Among the key questions shaping debate around restrictive health measures to combat COVID-19 is how dangerous is the new coronavirus. Is it more like a bad strain of influenza, or is it deadlier?
Health experts say it’s too early in the pandemic for a definitive answer because the basic information to make that calculation—how many people contracted COVID-19 and how many died of it—isn’t fully known due to testing limitations.
But on March 3, before the rapid spread of cases prompted lockdowns around the U.S., the World Health Organization’s director-general reported that “globally, about 3.4% of reported COVID-19 cases have died,” and “by comparison, seasonal flu generally kills far fewer than 1% of those infected.”
Today, by the WHO’s global case and fatality tally, the world’s COVID-19 death rate is twice what it reported in March—7%. Other organizations tracking figures, such as Johns Hopkins University, show a similarly high global case fatality rate. Regionally, the figures vary more. WHO and Johns Hopkins figures for the U.S. show a rate around 6%, while the WHO’s figures for Europe indicate a rate of 9%.
“COVID19 is a pretty severe disease,” said Santa Clara Valley Medical Center Dr.
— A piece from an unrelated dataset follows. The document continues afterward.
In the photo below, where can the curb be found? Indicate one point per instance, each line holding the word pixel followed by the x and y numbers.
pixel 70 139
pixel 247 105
Heng Duong, who rattled off similar case fatality rates to the Santa Clara County board of supervisors this week. “It is true most people do OK. But when folks get sick, they get really sick.”
By comparison, SARS—Severe Acute Respiratory Syndrome—caused by a cousin of the new coronavirus killed 774—10% – of the 8,098 people it infected in a 2003 outbreak, according to the U.S. Centers for Disease Control and Prevention. But that virus proved not nearly as infectious, so it didn’t spread far.
The 1918-19 influenza pandemic, one of the most severe in history, which killed an estimated 50 million globally and 675,000 in the U.S., is generally estimated to have had a case fatality rate of more than 2.5%.
Duong and other experts said the true case fatality rate for COVID-19 may be much lower because there likely are a large number of people who have been infected with mild symptoms and were not confirmed through testing, which has largely been focused on those seeking hospital treatment or in high-risk settings.
But Duong added that “even if the case fatality rate is closer to 1%, that’s actually very high,” noting that seasonal influenza’s fatality rate is about a tenth of that.
What does all this mean for us? Dr. Robert Siegel, a Stanford University professor of microbiology and immunology, said the relative danger of the disease has been part of a tug-of-war between advocates and critics of public health lockdowns aimed at checking the virus’ spread. But the specific case rate ultimately doesn’t matter much—the public health response will be the same.
“There is a political component in how these things are being estimated,” Siegel said. “The fact is, we know this is a serious disease. We already know this is more serious than the flu. If you get the disease and the case fatality rate is 1% or the case fatality rate is 5%, I think you’d treat those the same. That would be an alarmingly high rate—you wouldn’t play Russian Roulette with those odds. If it’s 1 in a million that’s something else.”
The debate comes amid recent reports acknowledging a wider array of symptoms and complications in many COVID-19 cases—from “COVID-toe” skin lesions and loss of smell to kidney, heart and neurological damage, blood clots and strokes. Duong noted that influenza can cause some of those symptoms in some cases too, though the frequency has been higher with COVID-19. Still, he said about eight in 10 infected with the disease are able to ride it out at home.
Dr. Stephen Luby, an epidemiologist and professor of medicine at Stanford University, believes broader testing will eventually increase the number of people who have been infected and pull down the case fatality rate.